I think, for a lot of people, September 11 served as a wake-up call, about the importance of family and friends, about the world we live in, about the many things that are out of our control. Some of our new AmeriCorps members may not remember much about that day, or the reaction. I don’t think that it was possible to be in this country and not have been moved by what happened. I certainly don’t think it was possible to have been in New York and not have lost someone, or many someones, and not have recognized the impact on the city. New York, for many months, was a different place, and maybe in some ways, still is. For me personally, it became a time to re-evaluate, to put aside concerns about earning potential or annual bonuses, and to think about the life I wanted to lead. Shortly after that, I put aside plans for business or law school, and began applying to graduate school in public policy and non-profit management.
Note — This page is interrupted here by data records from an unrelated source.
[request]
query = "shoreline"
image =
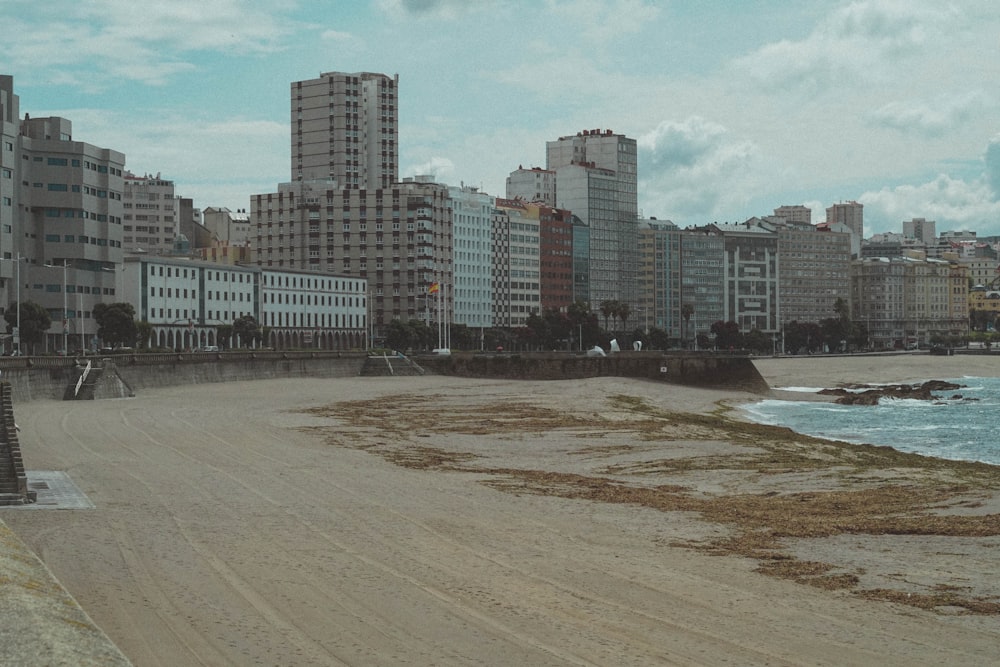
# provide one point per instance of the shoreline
(452, 520)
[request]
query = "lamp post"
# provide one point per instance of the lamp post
(65, 309)
(17, 298)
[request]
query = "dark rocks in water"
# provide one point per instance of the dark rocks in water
(870, 395)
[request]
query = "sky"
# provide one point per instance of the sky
(738, 106)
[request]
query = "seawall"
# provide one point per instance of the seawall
(34, 378)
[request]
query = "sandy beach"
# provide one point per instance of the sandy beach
(447, 521)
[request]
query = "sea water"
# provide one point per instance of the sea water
(961, 424)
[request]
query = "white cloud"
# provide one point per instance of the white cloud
(694, 167)
(441, 169)
(859, 43)
(436, 9)
(602, 21)
(94, 44)
(953, 203)
(931, 119)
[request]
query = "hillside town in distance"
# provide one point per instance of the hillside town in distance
(346, 255)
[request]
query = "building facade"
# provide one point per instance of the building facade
(907, 301)
(849, 213)
(472, 213)
(399, 239)
(151, 214)
(532, 185)
(814, 269)
(596, 178)
(344, 129)
(516, 239)
(185, 302)
(302, 310)
(61, 220)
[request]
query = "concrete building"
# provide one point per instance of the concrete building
(398, 239)
(344, 129)
(751, 275)
(532, 185)
(795, 214)
(920, 229)
(660, 277)
(472, 213)
(704, 284)
(907, 301)
(61, 218)
(516, 240)
(596, 180)
(150, 222)
(555, 254)
(849, 213)
(227, 227)
(814, 270)
(186, 301)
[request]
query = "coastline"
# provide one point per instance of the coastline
(450, 520)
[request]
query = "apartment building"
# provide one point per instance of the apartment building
(398, 239)
(150, 219)
(301, 309)
(660, 276)
(596, 178)
(849, 213)
(532, 185)
(907, 301)
(344, 129)
(186, 301)
(516, 239)
(61, 221)
(472, 213)
(751, 276)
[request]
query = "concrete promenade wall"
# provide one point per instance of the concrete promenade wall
(34, 378)
(721, 371)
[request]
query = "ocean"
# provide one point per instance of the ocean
(963, 428)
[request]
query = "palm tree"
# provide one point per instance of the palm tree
(608, 309)
(687, 310)
(623, 312)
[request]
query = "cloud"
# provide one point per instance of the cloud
(953, 203)
(437, 9)
(601, 21)
(693, 167)
(97, 44)
(439, 168)
(930, 119)
(860, 42)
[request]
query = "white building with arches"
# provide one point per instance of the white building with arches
(306, 309)
(185, 302)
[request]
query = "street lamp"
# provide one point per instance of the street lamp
(17, 297)
(65, 309)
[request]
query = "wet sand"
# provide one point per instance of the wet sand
(448, 521)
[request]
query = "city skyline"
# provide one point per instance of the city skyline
(735, 111)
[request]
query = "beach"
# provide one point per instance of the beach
(447, 521)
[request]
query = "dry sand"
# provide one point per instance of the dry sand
(446, 521)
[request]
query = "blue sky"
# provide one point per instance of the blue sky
(738, 107)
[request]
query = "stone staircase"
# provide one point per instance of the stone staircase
(386, 365)
(13, 480)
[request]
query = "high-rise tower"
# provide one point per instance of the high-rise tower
(344, 129)
(596, 180)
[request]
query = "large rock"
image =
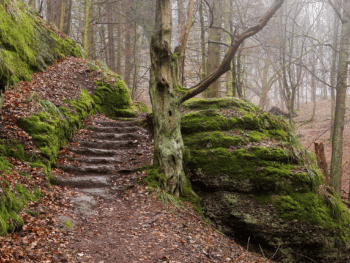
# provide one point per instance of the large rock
(259, 186)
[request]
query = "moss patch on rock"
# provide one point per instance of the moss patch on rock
(11, 203)
(53, 128)
(113, 99)
(255, 181)
(27, 44)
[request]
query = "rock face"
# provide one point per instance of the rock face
(259, 186)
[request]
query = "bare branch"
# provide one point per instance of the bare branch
(336, 10)
(226, 63)
(180, 49)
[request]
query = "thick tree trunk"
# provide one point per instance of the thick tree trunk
(128, 25)
(334, 63)
(69, 18)
(214, 57)
(110, 29)
(168, 144)
(166, 97)
(203, 53)
(337, 142)
(32, 3)
(86, 26)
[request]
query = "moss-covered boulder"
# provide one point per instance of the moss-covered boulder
(259, 186)
(27, 43)
(114, 100)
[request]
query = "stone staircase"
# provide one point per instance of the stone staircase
(113, 148)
But I think I will always have the sense that I missed something by not participating in AmeriCorps, by not giving that year of my life over to something bigger than my own concerns. So there is a part of me that will live vicariously through our members this year. It is a joy to sit back and watch them all discover what they can do, what they can contribute, and I look forward to getting to know them this year.
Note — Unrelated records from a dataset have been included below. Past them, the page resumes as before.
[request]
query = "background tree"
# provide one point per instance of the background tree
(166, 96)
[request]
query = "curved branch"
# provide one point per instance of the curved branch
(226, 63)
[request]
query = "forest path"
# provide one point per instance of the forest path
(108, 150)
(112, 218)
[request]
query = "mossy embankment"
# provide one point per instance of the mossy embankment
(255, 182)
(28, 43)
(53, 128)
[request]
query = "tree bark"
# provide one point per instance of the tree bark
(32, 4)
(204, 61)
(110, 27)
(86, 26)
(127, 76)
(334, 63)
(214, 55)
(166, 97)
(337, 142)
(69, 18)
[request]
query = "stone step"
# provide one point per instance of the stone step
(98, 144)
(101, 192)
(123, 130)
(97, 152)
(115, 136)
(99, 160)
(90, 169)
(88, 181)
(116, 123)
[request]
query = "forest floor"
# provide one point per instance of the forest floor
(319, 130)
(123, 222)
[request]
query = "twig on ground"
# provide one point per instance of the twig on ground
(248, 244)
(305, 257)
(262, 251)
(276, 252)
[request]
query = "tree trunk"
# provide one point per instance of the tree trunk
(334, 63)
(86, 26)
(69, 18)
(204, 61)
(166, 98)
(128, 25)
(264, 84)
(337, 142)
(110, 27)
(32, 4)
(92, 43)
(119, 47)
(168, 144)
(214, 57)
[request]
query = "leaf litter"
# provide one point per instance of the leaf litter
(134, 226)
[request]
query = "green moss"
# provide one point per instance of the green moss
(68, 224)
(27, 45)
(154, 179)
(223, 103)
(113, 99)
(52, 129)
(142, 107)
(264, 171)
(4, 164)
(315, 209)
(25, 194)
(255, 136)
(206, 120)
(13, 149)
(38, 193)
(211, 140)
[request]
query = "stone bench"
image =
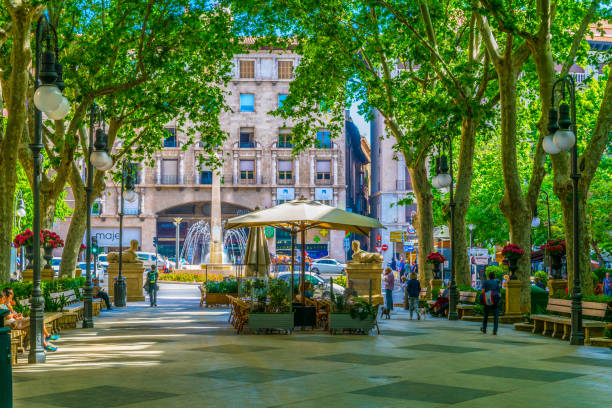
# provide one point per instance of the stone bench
(559, 325)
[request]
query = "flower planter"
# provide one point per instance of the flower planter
(340, 321)
(279, 321)
(218, 298)
(48, 256)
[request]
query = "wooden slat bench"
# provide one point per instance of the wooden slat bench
(467, 301)
(560, 325)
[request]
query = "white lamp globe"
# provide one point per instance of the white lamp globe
(47, 98)
(130, 195)
(564, 139)
(61, 112)
(101, 160)
(434, 182)
(444, 180)
(549, 145)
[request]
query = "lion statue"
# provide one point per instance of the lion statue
(128, 256)
(361, 256)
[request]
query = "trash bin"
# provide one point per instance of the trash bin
(6, 373)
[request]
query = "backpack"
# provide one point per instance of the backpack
(489, 298)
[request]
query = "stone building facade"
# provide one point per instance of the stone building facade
(258, 169)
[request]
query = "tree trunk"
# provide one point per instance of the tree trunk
(465, 173)
(15, 102)
(423, 221)
(74, 238)
(513, 204)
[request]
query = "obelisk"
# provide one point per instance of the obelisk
(216, 242)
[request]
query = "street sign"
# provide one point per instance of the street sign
(347, 244)
(397, 236)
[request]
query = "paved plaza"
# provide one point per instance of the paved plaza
(179, 355)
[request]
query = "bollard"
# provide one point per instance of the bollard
(6, 373)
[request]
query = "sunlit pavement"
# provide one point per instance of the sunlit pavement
(178, 355)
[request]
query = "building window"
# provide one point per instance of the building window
(170, 139)
(247, 138)
(247, 171)
(285, 69)
(247, 103)
(323, 175)
(96, 208)
(281, 99)
(131, 208)
(285, 172)
(284, 139)
(247, 69)
(170, 171)
(206, 177)
(323, 139)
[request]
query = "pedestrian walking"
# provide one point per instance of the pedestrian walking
(607, 283)
(490, 300)
(414, 290)
(152, 286)
(389, 286)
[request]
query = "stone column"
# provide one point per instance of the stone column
(158, 163)
(216, 244)
(274, 172)
(258, 166)
(312, 166)
(235, 175)
(335, 168)
(181, 169)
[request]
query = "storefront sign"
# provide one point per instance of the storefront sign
(109, 237)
This is probably a good time to reflect a bit on the past year, now that the craziness of program start-up, swearing-in and budgets are over. While much of the last year has felt like a whirlwind, there have been a number of moments that have stood out. The swearing-in and the celebration of Mountain State Leaders service projects werefun and inspiring, but it’s really some of those personal conversations that have made me see the value of AmeriCorps service. The one-on-one conversations that I have had have taught me about the power of AmeriCorps service. One VetCorps member told me what his service means to him, a the LifeBridge member told me she was inspired to apply to (and got accepted to!) a master’s program in social work at WVU. Or the member who left service early in order to make the transition from welfare to work, and credited his time in the program with positioning him for that opportunity. Or the member who came to West Virginia from Chicago and found, to her surprise, that she loved it here.
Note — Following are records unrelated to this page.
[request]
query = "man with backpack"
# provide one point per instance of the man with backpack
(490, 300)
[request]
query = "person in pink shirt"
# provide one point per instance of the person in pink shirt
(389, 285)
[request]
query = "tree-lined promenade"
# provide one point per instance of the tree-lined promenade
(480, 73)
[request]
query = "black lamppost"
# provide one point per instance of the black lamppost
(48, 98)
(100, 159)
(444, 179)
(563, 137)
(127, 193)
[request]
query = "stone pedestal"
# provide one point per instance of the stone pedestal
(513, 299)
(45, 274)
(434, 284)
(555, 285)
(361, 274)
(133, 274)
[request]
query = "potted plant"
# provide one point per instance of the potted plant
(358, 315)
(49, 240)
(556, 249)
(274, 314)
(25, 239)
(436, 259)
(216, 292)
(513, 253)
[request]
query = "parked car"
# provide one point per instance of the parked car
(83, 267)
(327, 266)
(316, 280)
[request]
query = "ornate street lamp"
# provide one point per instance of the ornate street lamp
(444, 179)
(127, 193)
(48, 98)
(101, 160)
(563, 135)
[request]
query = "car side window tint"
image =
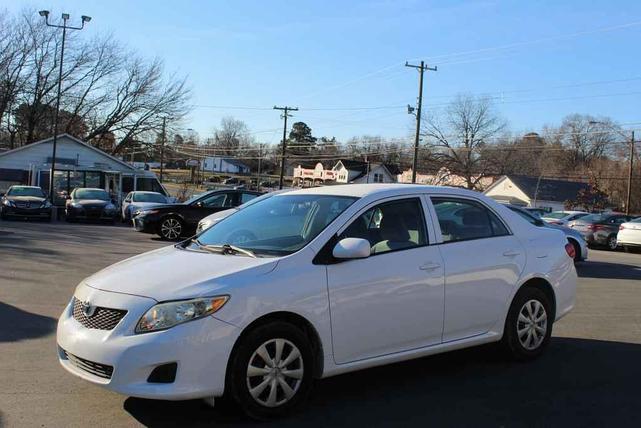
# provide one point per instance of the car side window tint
(390, 226)
(462, 219)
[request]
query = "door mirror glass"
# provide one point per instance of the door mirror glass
(352, 248)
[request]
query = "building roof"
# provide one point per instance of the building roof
(75, 140)
(545, 189)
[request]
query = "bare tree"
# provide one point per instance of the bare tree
(463, 138)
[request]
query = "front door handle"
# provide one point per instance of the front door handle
(511, 253)
(429, 266)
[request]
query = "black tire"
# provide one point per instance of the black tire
(171, 228)
(511, 342)
(238, 381)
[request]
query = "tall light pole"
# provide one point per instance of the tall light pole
(630, 163)
(65, 27)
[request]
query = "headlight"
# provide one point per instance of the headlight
(166, 315)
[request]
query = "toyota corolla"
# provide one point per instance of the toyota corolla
(314, 283)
Of course, this last year has been about more than just AmeriCorps. I am continually impressed by the Citizen Corps community, so many of whom are dedicated volunteers ready to help at any time of day or night. Our Business Volunteer Council continues to look for ways to inspire volunteerism in the corporate world. My first Faces of Leadership Conference brought home to me just how many people there are out there giving their time and talents to help others (including the tireless staff of Volunteer West Virginia). And of course in my travels throughout the state, I have met countless people with their sleeves rolled up, getting things done.
As I reflect on service – both in ways it’s affected me and also in ways it’s affected our state – I can’t help but look forward to another great year.